How Often Should We Calibrate?
This can vary greatly within an industry or a plant. The manufacturer usually does the initial calibration on its equipment. Subsequent calibrations are to be done by the end user or by the manufacturer as it were. The frequency of recalibration will vary with the type of equipment and the prevailing conditions where the equipment is applied. Deciding when to recalibrate an instrument depends mainly on how well the equipment performs in the application.
As a rule, however, re-calibration should be performed at least once a year. In more critical applications however, the frequency will be much greater.

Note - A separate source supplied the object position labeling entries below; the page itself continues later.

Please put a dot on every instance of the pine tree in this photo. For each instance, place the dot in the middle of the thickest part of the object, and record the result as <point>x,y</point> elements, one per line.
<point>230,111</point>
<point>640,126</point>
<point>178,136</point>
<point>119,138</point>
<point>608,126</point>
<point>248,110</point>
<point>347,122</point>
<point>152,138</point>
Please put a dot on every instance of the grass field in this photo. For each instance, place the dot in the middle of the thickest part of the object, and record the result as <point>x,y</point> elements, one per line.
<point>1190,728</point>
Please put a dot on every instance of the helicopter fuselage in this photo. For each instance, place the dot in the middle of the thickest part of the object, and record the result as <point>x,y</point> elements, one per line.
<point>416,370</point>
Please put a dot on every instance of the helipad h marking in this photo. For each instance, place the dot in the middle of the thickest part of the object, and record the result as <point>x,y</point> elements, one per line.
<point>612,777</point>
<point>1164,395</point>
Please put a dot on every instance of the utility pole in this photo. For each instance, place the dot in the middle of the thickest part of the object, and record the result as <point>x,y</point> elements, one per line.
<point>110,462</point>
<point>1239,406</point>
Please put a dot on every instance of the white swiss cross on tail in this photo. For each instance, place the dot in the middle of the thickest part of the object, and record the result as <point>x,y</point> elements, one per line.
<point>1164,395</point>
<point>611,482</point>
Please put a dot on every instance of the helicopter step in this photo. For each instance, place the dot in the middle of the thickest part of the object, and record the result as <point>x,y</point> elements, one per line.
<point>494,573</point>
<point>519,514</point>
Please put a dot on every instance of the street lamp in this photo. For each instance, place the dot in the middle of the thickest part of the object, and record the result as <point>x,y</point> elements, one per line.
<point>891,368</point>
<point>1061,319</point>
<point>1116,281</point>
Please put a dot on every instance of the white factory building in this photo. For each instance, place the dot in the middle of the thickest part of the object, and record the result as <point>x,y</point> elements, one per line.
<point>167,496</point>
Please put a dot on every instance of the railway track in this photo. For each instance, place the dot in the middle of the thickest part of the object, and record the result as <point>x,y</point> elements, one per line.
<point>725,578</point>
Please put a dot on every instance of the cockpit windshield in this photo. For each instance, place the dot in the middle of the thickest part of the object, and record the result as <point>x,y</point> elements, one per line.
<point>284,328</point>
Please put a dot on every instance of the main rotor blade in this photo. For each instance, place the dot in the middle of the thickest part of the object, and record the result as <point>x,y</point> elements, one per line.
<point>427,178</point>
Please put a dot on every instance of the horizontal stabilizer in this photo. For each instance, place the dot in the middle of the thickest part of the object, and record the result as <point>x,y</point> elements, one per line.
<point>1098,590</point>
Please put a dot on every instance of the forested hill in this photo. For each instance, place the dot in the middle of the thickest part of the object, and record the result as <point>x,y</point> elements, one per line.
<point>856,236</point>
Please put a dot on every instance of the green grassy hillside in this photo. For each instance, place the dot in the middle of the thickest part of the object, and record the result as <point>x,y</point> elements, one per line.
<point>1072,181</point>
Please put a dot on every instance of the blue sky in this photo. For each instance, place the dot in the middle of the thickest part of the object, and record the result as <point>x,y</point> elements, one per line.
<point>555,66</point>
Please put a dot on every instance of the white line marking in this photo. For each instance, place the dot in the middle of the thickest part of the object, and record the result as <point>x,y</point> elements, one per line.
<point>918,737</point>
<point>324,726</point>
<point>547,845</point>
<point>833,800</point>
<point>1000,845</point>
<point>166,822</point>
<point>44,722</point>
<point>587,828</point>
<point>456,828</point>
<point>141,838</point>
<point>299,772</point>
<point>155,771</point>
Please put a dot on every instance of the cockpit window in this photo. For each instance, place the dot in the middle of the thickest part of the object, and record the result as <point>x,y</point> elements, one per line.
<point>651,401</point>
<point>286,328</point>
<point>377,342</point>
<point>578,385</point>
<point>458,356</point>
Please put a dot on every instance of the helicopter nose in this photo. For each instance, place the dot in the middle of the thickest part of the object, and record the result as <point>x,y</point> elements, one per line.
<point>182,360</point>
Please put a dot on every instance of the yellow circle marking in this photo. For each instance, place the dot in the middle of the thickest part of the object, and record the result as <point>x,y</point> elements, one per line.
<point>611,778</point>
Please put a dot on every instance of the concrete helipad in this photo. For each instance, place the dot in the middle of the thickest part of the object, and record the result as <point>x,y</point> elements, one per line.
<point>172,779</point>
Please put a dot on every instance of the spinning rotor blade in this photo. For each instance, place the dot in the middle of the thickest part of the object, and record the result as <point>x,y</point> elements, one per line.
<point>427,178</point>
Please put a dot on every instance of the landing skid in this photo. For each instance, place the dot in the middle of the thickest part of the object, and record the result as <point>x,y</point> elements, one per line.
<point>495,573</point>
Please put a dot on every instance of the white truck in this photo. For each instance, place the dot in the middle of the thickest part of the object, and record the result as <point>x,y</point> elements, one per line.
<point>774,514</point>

Common Terms Used in Instrument Calibration: 
Calibration Range
The calibration range of an instrument is defined as the region between the limits within which a quantity is measured, received or transmitted, expressed by stating the lower (LRV) and upper(URV) range values. These limits are defined by the Zero and Span values. The zero value is the lower end of the range or LRV and the upper range value is the URV. For example if an instrument is to be calibrated to measure pressure in the range 0psig to 400psig, then LRV = 0 and the URV = 400psig. The calibration range is therefore 0 to 400psig.

Span
Span is defined as the algebraic difference between the upper and lower range values.
Span = URV – LRV
For the example considered above, where the calibration range is 0 to 400psig. Then our span = 400 – 0 = 400psig.

Instrument Range
The instrument range refers to the capability of the instrument. It is often the nameplate rating of the instrument. For example an instrument nameplate rating may read: Instrument range 0 -800psig; Output 4 to 20mA.
Never confuse the instrument range with the calibration range. They are two different things. Although our instrument range is 0 – 800psig, we may decide to calibrate it to a range 0 – 400psig or even 0 – 800psig for an application with high input pressure in which case the instrument range becomes the calibration range of the device.

Ranging an Instrument
To range an instrument means to set the lower and upper range values so it responds with the desired sensitivity to changes in input. Suppose we want to use a pressure transmitter to measure pressure in the range 0 -100 bar to give an output of 4 – 20mA. To range this transmitter, we simply set:
0 bar = 4mA
100 bar = 20mA
Closely related to ranging is re-ranging which simply means resetting the lower and upper range values to a different measurement range. For example, suppose we want to re-range the above transmitter to now measure pressure in the range 50 – 150 bar we simply reset as follows:
50 bar = 4mA
150 bar = 20mA.

Zero and Span Adjustments
Zero and Span Adjustments are commonly done on analog and smart instruments. By adjusting both zero and span, we may set the instrument for any range of measurement within the manufacturer’s limits. For most analog instruments, zero and span adjustments are interactive. That is, adjusting one has an effect on the other. Specifically, changes made to the span adjustment almost always alter the instrument’s zero point. An instrument with interactive zero and span adjustments requires much more effort to accurately calibrate, as one must switch back and forth between the lower- and upper-range points repeatedly to adjust for accuracy
For smart instruments however, there is no interaction between the zero and span adjustments.

Five Point Calibration
When calibrating an instrument, as a general rule, the instrument data points should include readings taken at 0%, 25%, 50%, 75% and 100% of the calibration range of the instrument. This is often referred to as a five-point calibration. During a five-point calibration exercise, both upscale(increasing) and down scale(decreasing) testing should be done to determine the repeatability and hysteresis of the particular instrument.

Field Calibration
In field calibration, the instrument is not removed from the process. In fact it remains in its mounting brackets. Field calibration allows the field instrument to be tested or calibrated at the true process and ambient conditions. Calibration done under field conditions is often very different from those done under shop conditions and they even produce different calibration results. Most field instruments have isolating valve manifold that make it easy to disconnect them from the process. After disconnection, the instrument is vented to the atmosphere before the test or calibration signal is applied.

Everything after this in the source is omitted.